# Makefile for the matrix multiply contest
#
# To make the driver,
#   make matmul
# To time a dgemm routine,
#   make timing
# To plot the timing results,
#   make timing.ps
#
# The driver (matmul.c) is written in C, but you can write your code
# in C or in Fortran.  The file f2c_dgemm.c provides an interface
# between the C driver and a Fortran matrix multiply routine, if you
# would prefer to work with Fortran.  It should work on Intel/Linux
# systems and Sun systems, and it may or may not work on other systems.
# Mixed-language programming is a pain that way.
#
# I have also provided commented-out settings to link a version against
# an optimized of the Basic Linear Algebra Subroutines (BLAS).  I use
# the ATLAS BLAS, available from
#
#     www.netlib.org/atlas
#
# You might find it interesting to compare the speed of your matrix
# multiply to the speed of the ATLAS routines.  Then compare how long it
# took you to install and figure out ATLAS (or another optimized library)
# compared to how long you spent trying to optimize it yourself.  Using
# existing libraries can save you a lot of time and grief, and let
# you concentrate on wheels that haven't already been invented.

# ---
# Add -DFASTTEST to the CFLAGS variable in order to use a shorter
# list of test cases.  Add -DNOVALIDATE to turn off the routine to check
# your answers.  You should probably only use -DNOVALIDATE when you're
# really sure that everything is working.

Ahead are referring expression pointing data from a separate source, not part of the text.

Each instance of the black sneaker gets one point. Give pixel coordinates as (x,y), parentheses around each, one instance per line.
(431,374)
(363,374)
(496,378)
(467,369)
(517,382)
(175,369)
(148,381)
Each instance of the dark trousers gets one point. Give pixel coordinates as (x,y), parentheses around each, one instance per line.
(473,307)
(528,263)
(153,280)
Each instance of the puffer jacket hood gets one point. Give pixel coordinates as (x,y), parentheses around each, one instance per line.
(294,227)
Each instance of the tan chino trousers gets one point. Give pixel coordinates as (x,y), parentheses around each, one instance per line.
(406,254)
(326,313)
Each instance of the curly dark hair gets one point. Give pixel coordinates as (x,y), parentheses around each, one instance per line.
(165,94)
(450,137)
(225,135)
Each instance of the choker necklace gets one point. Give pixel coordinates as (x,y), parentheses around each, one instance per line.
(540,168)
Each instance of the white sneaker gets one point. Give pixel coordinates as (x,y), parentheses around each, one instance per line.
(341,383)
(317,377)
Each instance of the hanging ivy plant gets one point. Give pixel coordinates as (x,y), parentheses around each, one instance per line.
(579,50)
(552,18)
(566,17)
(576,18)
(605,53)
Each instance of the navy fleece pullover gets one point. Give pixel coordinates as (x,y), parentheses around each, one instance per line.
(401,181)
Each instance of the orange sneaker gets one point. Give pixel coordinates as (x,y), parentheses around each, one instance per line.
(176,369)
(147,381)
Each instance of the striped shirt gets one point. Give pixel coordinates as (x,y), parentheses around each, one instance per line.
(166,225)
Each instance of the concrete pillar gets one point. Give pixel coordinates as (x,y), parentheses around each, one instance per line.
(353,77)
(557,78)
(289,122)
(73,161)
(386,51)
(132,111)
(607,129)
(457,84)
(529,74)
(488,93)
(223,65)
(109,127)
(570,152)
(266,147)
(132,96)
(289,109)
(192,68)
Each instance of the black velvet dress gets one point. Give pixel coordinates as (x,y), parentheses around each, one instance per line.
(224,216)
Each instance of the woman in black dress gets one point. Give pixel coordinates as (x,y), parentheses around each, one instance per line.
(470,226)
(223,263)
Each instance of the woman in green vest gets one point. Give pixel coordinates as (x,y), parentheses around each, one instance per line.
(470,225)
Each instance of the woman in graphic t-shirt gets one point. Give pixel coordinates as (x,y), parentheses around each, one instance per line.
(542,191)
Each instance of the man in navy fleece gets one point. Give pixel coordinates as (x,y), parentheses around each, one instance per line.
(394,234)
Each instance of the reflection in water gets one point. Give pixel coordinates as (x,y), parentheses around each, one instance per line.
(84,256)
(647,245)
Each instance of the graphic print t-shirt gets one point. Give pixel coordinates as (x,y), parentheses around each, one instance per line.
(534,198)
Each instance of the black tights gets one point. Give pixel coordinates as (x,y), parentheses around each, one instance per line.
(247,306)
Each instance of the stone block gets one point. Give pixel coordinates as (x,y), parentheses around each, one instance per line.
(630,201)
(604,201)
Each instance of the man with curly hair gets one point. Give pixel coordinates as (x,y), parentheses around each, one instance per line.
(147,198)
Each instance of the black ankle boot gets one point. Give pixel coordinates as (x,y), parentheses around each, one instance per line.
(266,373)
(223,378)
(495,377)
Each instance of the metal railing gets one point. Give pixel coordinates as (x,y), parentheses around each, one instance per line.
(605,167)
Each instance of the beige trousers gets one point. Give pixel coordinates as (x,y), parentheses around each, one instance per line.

# For Solaris, optimized for UltraSparcs only when compiled on an Ultra...
#CC = cc
#CFLAGS = -xO5 -xtarget=native -xarch=v8plusa

# For Linux on a PPro or better:
#  ... and a recent (2.95+) version of gcc.  previous versions may 
#  encounter Internal Compiler Errors with P6 insns
#CC = gcc
#CFLAGS = -march=pentiumpro -mcpu=pentiumpro -O4 \
#         -funroll-all-loops -fmove-all-movables -freduce-all-givs \
#         -falign-loops -falign-loops -falign-functions \
#         -fschedule-insns

# Generic:
#CC = cc
#CFLAGS = -O

# gprof testing
#LDFLAGS = -pg
#CFLAGS = -O -pg
#DRIVER_CFLAGS = -DFASTTEST -DNOVALIDATE

# ---

# Compile a C version (using basic_dgemm.c, in this case):
LIBS = -lm
OBJS = matmul.o basic_dgemm.o

# Compile a Fortran version (basic_fdgemm.f, in this case):
#LIBS = -lg2c -lm
#OBJS = matmul.o f2c_dgemm.o basic_fdgemm.o

# Compile a version using a vendor BLAS (ATLAS, in this case):
#LIBS = /home/eecs/dbindel/work/ATLAS/lib/Linux_PII/libf77blas.a \
#  	     /home/eecs/dbindel/work/ATLAS/lib/Linux_PII/libatlas.a \
# 	     -lg2c -lm
#OBJS = matmul.o wrap_dgemm.o

# ---

matmul: $(OBJS)
	$(CC) $(OBJS) $(LIBS) $(LDFLAGS) -o matmul

matmul.o: matmul.c
	$(CC) $(DRIVER_CFLAGS) -c matmul.c

# ---
# This is just a suggestion on how to generate timing plots...  Feel
# free to improve on these, so long as you show MFlop/s v. matrix size.

timing:	matmul
	gexec -n 1 matmul > timing

timing.ps:	timing
	echo "set term postscript; set output 'timing.ps';" \
	  | gnuplot - timing.gnuplot

timing.ppm:	timing
	echo "set term ppm color; set output 'timing.ppm';" \
          | gnuplot - timing.gnuplot

# ---

clean:
	rm -f matmul *.o